L’historien et les mémoires de la Seconde Guerre mondiale en France
Au deuxième trimestre de 1950, l’historien Henri Michel, secrétaire général de la Commission d’histoire de l’Occupation et de la Libération de la France (CHOLF), publie une Histoire de la Résistance dans la collection Que Sais-je des PUF. On trouvera ci-dessous son avant-propos et sa conclusion.
N.B. : Henri Michel écrivait : « la Résistance », « les Résistants » ; seul le premier terme prend aujourd’hui la majuscule : « la Résistance », « les résistants ».
AVANT-PROPOS
« L’histoire de la Résistance n’est pas aisée à retracer : il est peu de sujets aussi brûlés de passion ; il n’en est pas où les documents soient aussi rares sur les points les plus obscurs. Les Résistants ont toujours été peu nombreux, et l’indispensable cloisonnement a orienté leurs gestes de façon telle qu’ils n’ont qu’une vue partielle, même de leur activité propre ; de ce fait, les morts ont emporté bien des secrets avec eux ; quant aux vivants, trop de querelles de personnes ou de chapelles les opposent aujourd’hui pour qu’on puisse espérer de beaucoup la sérénité nécessaire dans l’évocation de leurs souvenirs.
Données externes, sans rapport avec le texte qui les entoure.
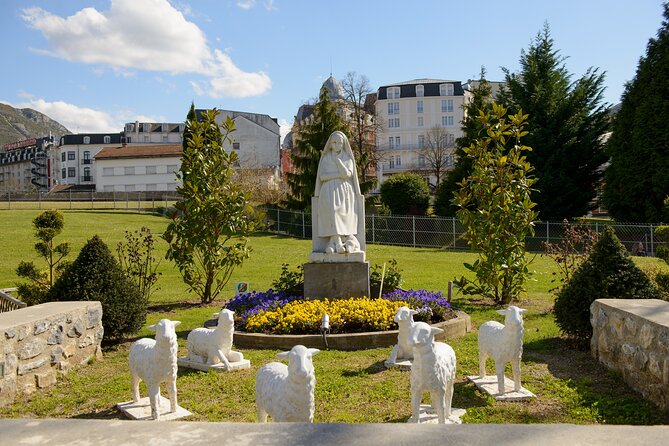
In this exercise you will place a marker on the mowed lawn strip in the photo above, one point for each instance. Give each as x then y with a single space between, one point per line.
351 386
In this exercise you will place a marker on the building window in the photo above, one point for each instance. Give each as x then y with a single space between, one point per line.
447 121
446 90
393 92
447 105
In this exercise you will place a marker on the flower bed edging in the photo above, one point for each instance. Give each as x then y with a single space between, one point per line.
453 328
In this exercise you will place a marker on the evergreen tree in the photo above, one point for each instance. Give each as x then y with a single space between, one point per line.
608 273
636 180
310 143
472 129
96 275
567 121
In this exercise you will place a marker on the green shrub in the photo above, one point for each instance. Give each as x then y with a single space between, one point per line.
406 194
608 272
96 275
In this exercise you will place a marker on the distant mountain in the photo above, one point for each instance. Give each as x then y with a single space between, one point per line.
23 123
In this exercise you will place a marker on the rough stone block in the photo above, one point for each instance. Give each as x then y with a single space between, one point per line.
32 348
336 280
46 379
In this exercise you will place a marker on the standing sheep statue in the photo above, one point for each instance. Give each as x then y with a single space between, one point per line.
212 348
402 353
154 362
433 371
286 393
503 343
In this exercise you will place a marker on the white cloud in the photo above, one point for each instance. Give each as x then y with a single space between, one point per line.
149 35
246 4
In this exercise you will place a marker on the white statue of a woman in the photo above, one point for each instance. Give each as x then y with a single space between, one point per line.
337 189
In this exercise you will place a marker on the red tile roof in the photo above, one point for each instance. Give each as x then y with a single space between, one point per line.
155 151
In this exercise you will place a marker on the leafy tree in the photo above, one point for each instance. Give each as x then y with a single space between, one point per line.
310 142
608 272
48 225
363 126
96 275
568 121
438 151
406 193
636 181
207 236
496 209
472 129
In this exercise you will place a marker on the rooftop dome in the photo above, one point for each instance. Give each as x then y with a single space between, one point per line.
334 88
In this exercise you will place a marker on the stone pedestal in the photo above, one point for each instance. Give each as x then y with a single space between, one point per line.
336 280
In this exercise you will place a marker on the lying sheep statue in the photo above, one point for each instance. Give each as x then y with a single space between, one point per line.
214 346
402 350
155 361
286 393
433 371
503 343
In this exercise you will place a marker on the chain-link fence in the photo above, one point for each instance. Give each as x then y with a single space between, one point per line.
444 232
130 201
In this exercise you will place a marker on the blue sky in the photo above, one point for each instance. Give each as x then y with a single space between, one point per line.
94 65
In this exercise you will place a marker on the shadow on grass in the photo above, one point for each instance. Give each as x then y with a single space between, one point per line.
599 388
377 367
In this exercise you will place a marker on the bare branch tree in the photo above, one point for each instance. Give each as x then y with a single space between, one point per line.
362 126
438 151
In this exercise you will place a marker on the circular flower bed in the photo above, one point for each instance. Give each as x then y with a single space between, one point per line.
278 313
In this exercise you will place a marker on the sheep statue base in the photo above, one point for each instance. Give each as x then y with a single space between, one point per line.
154 362
211 349
433 371
502 343
401 355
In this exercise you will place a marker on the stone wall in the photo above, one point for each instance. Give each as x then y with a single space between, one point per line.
632 336
38 342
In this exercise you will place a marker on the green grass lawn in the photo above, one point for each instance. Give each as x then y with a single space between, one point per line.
570 386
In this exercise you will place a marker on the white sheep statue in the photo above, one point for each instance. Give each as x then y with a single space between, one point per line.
154 362
402 350
433 371
503 343
286 393
213 346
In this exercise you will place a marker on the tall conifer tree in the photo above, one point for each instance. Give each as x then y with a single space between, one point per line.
310 143
637 180
566 122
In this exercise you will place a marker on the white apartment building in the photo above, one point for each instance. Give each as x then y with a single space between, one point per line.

« Les Français qui n’ont connu la Résistance, et se sont joints à elle, que dans la liesse – et le désordre – de la Victoire, ont beaucoup de peine à percer le mystère de sa genèse et de son déroulement : les précédents historiques ne suffisent pas à les guider dans un dédale souterrain où leur font défaut points de repère et fils conducteurs. Ce qui n’empêche pas les uns et les autres de porter les jugements les plus divers sur la Résistance, les plus ardents à le faire étant souvent ceux qui la connaissent le moins, peut-être parce que tout rappel de la Résistance ranime en eux une honte secrète de l’avoir, parfois délibérément, ignorée.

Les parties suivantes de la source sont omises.